The business benefits of transparency are accepted: to manage legal and reputational risk, knowing who ultimately owns, controls or benefits from a company or trust fund and the income it generates, has value. However significant resource commitments may be needed to gather, submit and maintain accurate beneficial ownership information, especially where businesses must request the same from third party suppliers and other partners. If, in addition, there are charges for data access or data processing and reconciliation are complex, the burden on businesses will remain high. In a data-driven world, care should be taken not to unreasonably raise the costs of compliance: solutions and incentives must genuinely support a better business environment and a better society.

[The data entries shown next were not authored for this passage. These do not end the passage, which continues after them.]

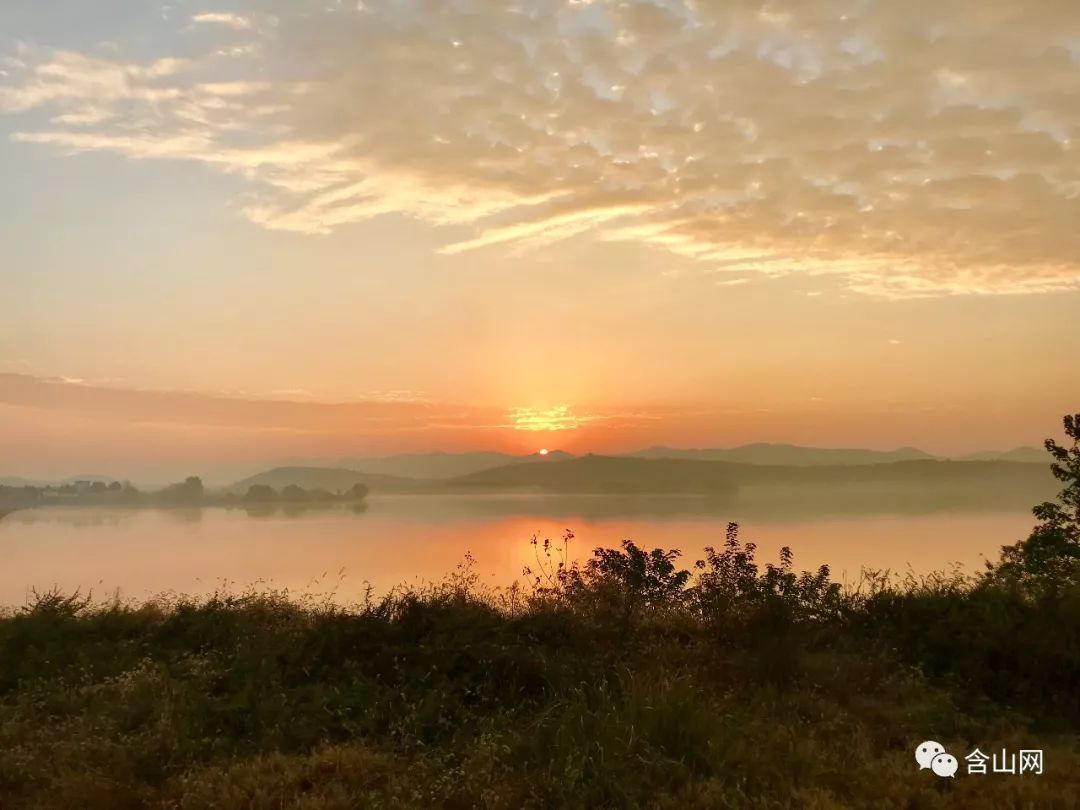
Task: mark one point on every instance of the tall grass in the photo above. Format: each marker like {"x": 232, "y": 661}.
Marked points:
{"x": 626, "y": 682}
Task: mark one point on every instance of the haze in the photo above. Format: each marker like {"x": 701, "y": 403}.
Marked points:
{"x": 246, "y": 231}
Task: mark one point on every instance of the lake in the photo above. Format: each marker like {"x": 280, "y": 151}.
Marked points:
{"x": 144, "y": 552}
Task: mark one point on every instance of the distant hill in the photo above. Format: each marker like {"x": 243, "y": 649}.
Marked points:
{"x": 604, "y": 474}
{"x": 623, "y": 475}
{"x": 786, "y": 455}
{"x": 333, "y": 480}
{"x": 434, "y": 466}
{"x": 1027, "y": 455}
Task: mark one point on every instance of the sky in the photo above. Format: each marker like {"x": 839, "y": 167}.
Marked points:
{"x": 243, "y": 231}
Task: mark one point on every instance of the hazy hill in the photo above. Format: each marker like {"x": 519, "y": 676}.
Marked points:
{"x": 1028, "y": 455}
{"x": 620, "y": 474}
{"x": 434, "y": 466}
{"x": 333, "y": 480}
{"x": 604, "y": 474}
{"x": 787, "y": 455}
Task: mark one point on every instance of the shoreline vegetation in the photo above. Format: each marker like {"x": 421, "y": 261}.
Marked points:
{"x": 908, "y": 485}
{"x": 634, "y": 679}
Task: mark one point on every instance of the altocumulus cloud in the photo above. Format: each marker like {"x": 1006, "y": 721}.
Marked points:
{"x": 912, "y": 148}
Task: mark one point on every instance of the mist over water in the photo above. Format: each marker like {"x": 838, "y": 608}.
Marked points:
{"x": 397, "y": 539}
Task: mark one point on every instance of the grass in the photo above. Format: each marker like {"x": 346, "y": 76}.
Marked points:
{"x": 621, "y": 684}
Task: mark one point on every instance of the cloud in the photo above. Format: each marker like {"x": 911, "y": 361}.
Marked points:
{"x": 909, "y": 149}
{"x": 228, "y": 19}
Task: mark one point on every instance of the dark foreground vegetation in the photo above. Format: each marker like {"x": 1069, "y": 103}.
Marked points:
{"x": 628, "y": 682}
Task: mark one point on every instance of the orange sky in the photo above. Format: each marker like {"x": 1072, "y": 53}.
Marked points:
{"x": 305, "y": 230}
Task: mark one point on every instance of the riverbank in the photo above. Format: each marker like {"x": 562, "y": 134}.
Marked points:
{"x": 625, "y": 683}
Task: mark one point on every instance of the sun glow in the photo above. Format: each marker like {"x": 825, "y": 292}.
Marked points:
{"x": 536, "y": 419}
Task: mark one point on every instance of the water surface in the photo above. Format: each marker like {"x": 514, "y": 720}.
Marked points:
{"x": 143, "y": 552}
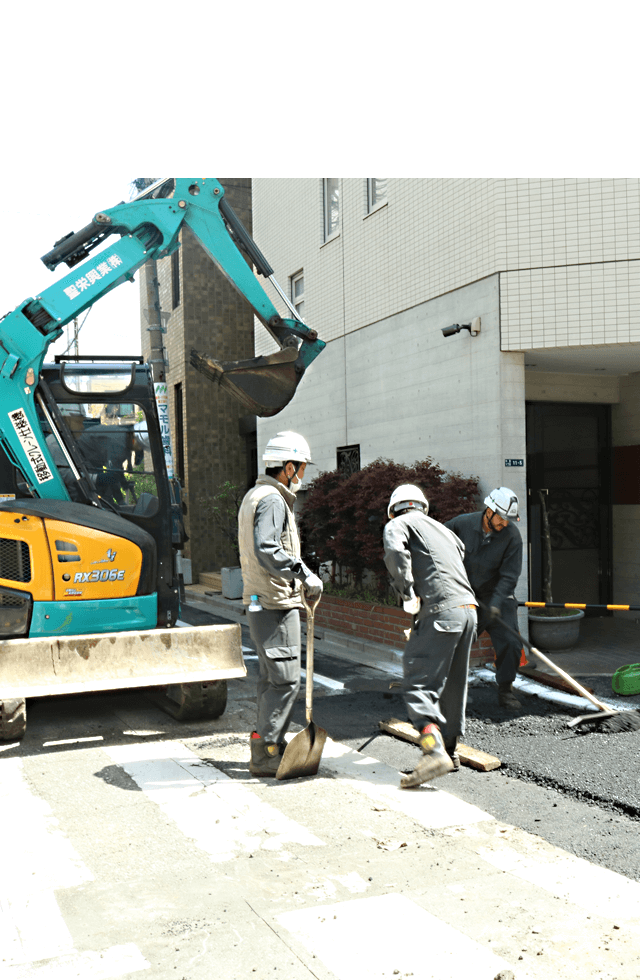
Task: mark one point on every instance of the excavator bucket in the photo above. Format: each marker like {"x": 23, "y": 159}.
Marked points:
{"x": 43, "y": 666}
{"x": 263, "y": 384}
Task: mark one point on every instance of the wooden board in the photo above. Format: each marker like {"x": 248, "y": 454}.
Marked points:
{"x": 468, "y": 755}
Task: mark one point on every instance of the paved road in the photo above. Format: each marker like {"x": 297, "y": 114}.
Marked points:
{"x": 135, "y": 844}
{"x": 579, "y": 790}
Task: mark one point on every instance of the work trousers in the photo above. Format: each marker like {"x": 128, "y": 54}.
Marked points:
{"x": 508, "y": 650}
{"x": 436, "y": 667}
{"x": 276, "y": 635}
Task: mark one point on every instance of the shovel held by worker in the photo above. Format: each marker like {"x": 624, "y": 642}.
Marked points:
{"x": 303, "y": 753}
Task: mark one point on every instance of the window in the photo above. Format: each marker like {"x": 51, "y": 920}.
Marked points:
{"x": 331, "y": 186}
{"x": 376, "y": 192}
{"x": 348, "y": 459}
{"x": 175, "y": 279}
{"x": 297, "y": 293}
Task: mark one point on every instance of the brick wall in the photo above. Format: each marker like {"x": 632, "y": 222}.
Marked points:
{"x": 379, "y": 624}
{"x": 214, "y": 318}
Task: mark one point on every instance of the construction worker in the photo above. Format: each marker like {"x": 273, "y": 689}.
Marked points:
{"x": 493, "y": 560}
{"x": 273, "y": 571}
{"x": 425, "y": 563}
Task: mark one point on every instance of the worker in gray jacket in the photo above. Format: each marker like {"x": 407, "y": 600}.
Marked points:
{"x": 272, "y": 571}
{"x": 493, "y": 560}
{"x": 425, "y": 562}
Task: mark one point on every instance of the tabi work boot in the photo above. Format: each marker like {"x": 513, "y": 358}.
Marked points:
{"x": 435, "y": 759}
{"x": 452, "y": 752}
{"x": 265, "y": 757}
{"x": 507, "y": 699}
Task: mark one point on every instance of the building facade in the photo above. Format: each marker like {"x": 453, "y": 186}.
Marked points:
{"x": 213, "y": 439}
{"x": 543, "y": 398}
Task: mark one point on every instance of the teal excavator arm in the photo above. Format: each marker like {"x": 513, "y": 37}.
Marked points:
{"x": 148, "y": 228}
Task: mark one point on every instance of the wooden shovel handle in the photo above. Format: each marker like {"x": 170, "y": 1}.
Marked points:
{"x": 310, "y": 609}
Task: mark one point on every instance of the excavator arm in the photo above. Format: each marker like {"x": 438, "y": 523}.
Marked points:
{"x": 147, "y": 227}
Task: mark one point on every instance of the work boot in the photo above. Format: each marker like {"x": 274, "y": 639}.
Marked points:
{"x": 435, "y": 759}
{"x": 507, "y": 699}
{"x": 452, "y": 752}
{"x": 265, "y": 757}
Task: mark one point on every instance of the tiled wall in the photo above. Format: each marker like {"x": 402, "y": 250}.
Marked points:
{"x": 569, "y": 248}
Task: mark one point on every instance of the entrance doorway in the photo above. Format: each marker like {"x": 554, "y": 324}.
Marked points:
{"x": 569, "y": 473}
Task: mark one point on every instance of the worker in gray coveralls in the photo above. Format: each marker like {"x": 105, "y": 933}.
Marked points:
{"x": 493, "y": 560}
{"x": 425, "y": 562}
{"x": 272, "y": 570}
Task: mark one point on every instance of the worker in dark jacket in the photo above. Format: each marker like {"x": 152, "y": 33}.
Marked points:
{"x": 424, "y": 560}
{"x": 493, "y": 560}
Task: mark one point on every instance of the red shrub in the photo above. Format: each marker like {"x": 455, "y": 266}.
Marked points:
{"x": 344, "y": 516}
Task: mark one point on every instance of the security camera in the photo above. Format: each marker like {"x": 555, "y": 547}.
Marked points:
{"x": 473, "y": 328}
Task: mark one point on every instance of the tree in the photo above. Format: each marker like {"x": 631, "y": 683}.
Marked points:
{"x": 344, "y": 516}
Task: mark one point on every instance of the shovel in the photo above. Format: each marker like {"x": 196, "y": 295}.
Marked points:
{"x": 302, "y": 754}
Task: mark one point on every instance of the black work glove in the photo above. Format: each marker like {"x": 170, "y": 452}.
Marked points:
{"x": 494, "y": 614}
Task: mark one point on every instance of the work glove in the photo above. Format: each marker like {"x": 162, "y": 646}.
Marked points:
{"x": 494, "y": 614}
{"x": 412, "y": 604}
{"x": 313, "y": 586}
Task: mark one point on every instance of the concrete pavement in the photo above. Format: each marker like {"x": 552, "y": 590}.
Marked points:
{"x": 135, "y": 844}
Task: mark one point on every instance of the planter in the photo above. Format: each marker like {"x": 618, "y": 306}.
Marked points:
{"x": 555, "y": 632}
{"x": 231, "y": 582}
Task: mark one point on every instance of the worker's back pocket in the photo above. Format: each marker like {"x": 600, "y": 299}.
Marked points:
{"x": 447, "y": 626}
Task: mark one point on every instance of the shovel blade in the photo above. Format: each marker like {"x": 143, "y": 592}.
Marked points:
{"x": 303, "y": 753}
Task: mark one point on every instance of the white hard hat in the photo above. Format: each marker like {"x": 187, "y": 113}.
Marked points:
{"x": 405, "y": 498}
{"x": 287, "y": 446}
{"x": 504, "y": 502}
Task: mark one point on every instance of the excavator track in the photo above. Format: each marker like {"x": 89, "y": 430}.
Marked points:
{"x": 191, "y": 702}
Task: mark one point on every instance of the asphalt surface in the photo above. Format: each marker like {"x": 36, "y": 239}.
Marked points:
{"x": 578, "y": 789}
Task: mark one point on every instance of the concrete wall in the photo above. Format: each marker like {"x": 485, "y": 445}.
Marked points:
{"x": 402, "y": 391}
{"x": 546, "y": 263}
{"x": 547, "y": 386}
{"x": 625, "y": 426}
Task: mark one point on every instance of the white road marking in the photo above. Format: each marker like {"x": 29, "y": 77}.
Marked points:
{"x": 37, "y": 858}
{"x": 40, "y": 856}
{"x": 586, "y": 885}
{"x": 74, "y": 741}
{"x": 220, "y": 814}
{"x": 118, "y": 961}
{"x": 401, "y": 939}
{"x": 427, "y": 804}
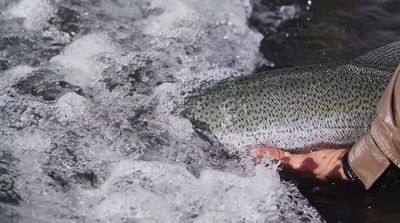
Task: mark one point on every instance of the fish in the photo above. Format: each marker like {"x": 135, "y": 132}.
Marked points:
{"x": 295, "y": 108}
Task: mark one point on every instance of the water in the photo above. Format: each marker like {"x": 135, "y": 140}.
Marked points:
{"x": 90, "y": 128}
{"x": 321, "y": 31}
{"x": 91, "y": 93}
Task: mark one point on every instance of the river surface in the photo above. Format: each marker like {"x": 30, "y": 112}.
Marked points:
{"x": 91, "y": 93}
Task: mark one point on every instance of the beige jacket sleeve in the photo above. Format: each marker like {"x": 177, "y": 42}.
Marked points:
{"x": 372, "y": 154}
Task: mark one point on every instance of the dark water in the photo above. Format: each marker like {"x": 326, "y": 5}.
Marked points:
{"x": 323, "y": 31}
{"x": 327, "y": 30}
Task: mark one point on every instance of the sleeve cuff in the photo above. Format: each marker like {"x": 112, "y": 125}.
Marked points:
{"x": 367, "y": 161}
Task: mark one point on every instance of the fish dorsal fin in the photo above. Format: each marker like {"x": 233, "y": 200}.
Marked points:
{"x": 387, "y": 56}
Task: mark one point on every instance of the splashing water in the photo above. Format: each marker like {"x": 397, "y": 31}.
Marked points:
{"x": 90, "y": 127}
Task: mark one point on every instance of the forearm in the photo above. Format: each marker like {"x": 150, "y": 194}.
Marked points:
{"x": 374, "y": 152}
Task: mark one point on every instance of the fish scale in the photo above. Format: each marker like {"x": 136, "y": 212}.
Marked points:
{"x": 294, "y": 108}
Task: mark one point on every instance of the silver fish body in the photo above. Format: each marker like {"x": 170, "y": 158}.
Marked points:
{"x": 295, "y": 107}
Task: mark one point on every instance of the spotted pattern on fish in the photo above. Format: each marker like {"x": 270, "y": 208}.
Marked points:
{"x": 293, "y": 108}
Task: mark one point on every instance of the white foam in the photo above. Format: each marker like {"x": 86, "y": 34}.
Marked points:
{"x": 71, "y": 107}
{"x": 35, "y": 12}
{"x": 135, "y": 68}
{"x": 79, "y": 58}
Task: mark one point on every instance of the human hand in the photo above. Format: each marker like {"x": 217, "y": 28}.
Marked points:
{"x": 324, "y": 164}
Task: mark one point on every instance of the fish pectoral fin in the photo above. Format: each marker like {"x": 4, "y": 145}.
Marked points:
{"x": 387, "y": 56}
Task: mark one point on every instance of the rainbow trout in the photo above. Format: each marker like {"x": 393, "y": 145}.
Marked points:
{"x": 296, "y": 107}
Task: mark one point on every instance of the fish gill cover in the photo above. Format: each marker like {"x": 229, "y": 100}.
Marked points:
{"x": 90, "y": 126}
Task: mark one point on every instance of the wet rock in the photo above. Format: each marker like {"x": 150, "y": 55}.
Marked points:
{"x": 8, "y": 193}
{"x": 4, "y": 65}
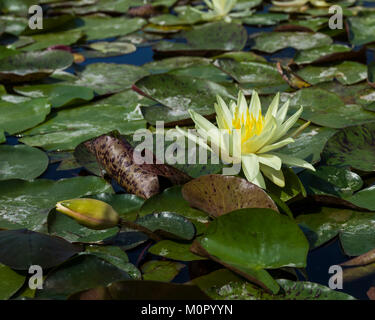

In practice, being able to reduce complexity requires complete, accurate, timely and readily searchable datasets spanning relevant geographies, in particular where risks associated with doing business are considered higher. Consistency is an asset, particularly for businesses dealing cross-border. For all parties, such complex projects take time and involve a significant element of 'learning by doing': ongoing focus on optimal design and implementation remain critical both at national and international levels. B20 has called for a global approach to beneficial ownership transparency, led by G20, since 2014; this is reflected again in the latest Policy Paper on RBC&AC. Forward-thinking governments, businesses and civil society representatives can work together to fine-tune beneficial ownership transparency requirements so as to tangibly improve the ease of doing business with integrity.